Last summer, not long before the storage facility was demolished, Peterson and his friends Nigel Berringer and Alex Rosin headed in. Their mission: turn the place into a "disposable camera." They tore down walls, and ensured the rooms/camera chambers were completely black. (Berringer, when not working on the wrecking crew, filmed the entire process; a short documentary about the project, called The Big Picture, is in production and will be released on Sept. 14.)

Joel Nicholas Peterson. (Blueprint for Observation, 2015) (Nigel Berringer)

Then came the apertures — a.k.a. holes in an eight-inch wall of re-enforced concrete. He needed four, one for each view. (When light shines through, it burns an image onto four-foot-wide sheets of film. Each exposure takes roughly half an hour.)

Peterson turned to the Internet for demolition advice, but the Shawshank Redemption would've been enough. He and his friends spent hours on each aperture, drilling holes — then painstakingly finishing the chore with pick axes and chisels. "My hands are actually still sore," he says.

Break out the chainsaws!

Tired of chipping at the wall, Peterson began researching better methods. "I found out about a concrete-cutting chainsaw that was water-cooled… and I got really excited because it seemed really badass," Peterson laughs. "But it really backfired on me.

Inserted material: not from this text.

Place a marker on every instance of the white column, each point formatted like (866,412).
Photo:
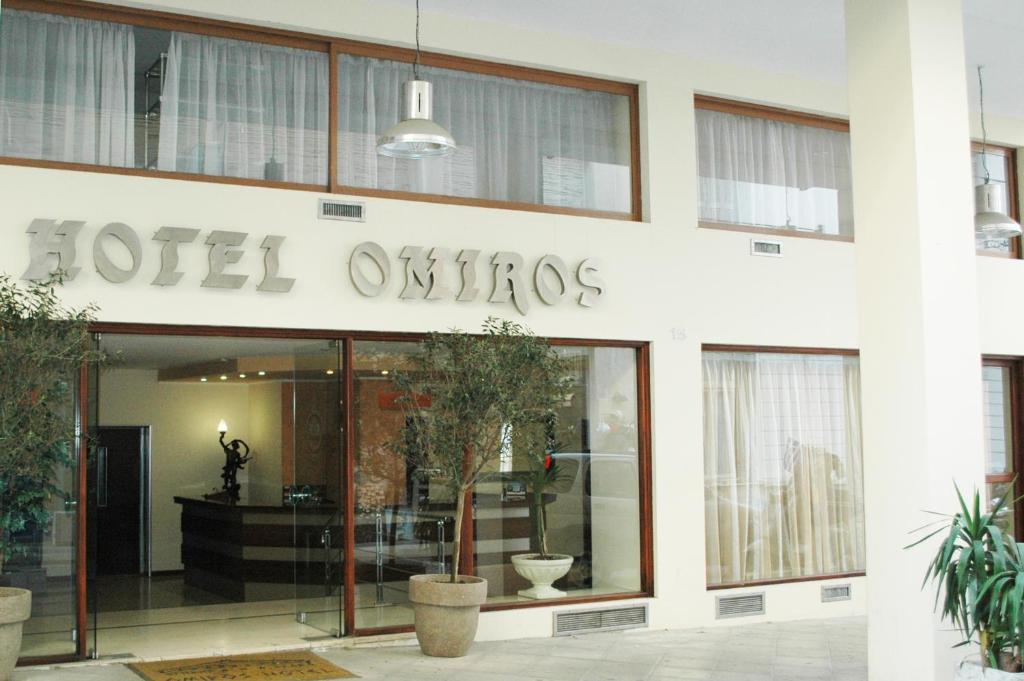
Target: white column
(918,309)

It could've shut down the whole project."

All the water they needed to cool down the chainsaw? It drained through a pipe that led two floors down, straight into a condo showroom. "The water was just pouring down there, soaking the front desk," Peterson remembers. "Luckily I run a painting contracting company so I went in there at one o'clock one night and sort of fixed it. That could've been a lot messier." (Look forward to seeing the screwball details in that aforementioned documentary.)

Artist Joel Nicholas Peterson stands with a 13-foot-tall negative from his Blueprints for Observation series. Peterson says the Guinness Book of World Records created a new category for it, "largest film negative." (Alex Rosin)

Call the Guinness Book of World Records!

A building-sized camera requires building-sized film. And in capturing his 360-degree cityscape, Peterson may have inadvertently made history. One of the negatives on display at Woodward's measures 4 feet by 13 feet. He contacted the Guinness Book of World records last December, and, says Peterson, they developed a new category just for him: Largest Film Negative. "This was a complete by-product, just an exciting, unintentional thing that happened."

A moment in time

"Just studying photography you realize all photography is historical documentation," Peterson says, and the simple idea of preserving a moment in time was the motivation for the "Blueprints for Observation" project.  Cities are always changing. The view from his camera obscura captures a moment in the landscape's history, as much as it suggests a new one coming soon. (In some shots, cranes appear on the horizon. The photos themselves were taken from a building that's already gone.)

Joel Nicholas Peterson. (Blueprints for Observation, 2015) (Nigel Berringer)

"I'm just really interested in cities and architecture and buildings, how they relate to each other, how they relate to us as humans," Peterson says. "Living in Vancouver, you can't not be interested in these things. It's just apparent everywhere you go that things are going up so quickly."

Joel Nicholas Peterson: Blueprints for Observation. Fri, Aug. 28-Wed, Sept.30 at the Woodward's Building atrium, 333 Abbott, Vancouver, B.C.. 8-10pm. Free.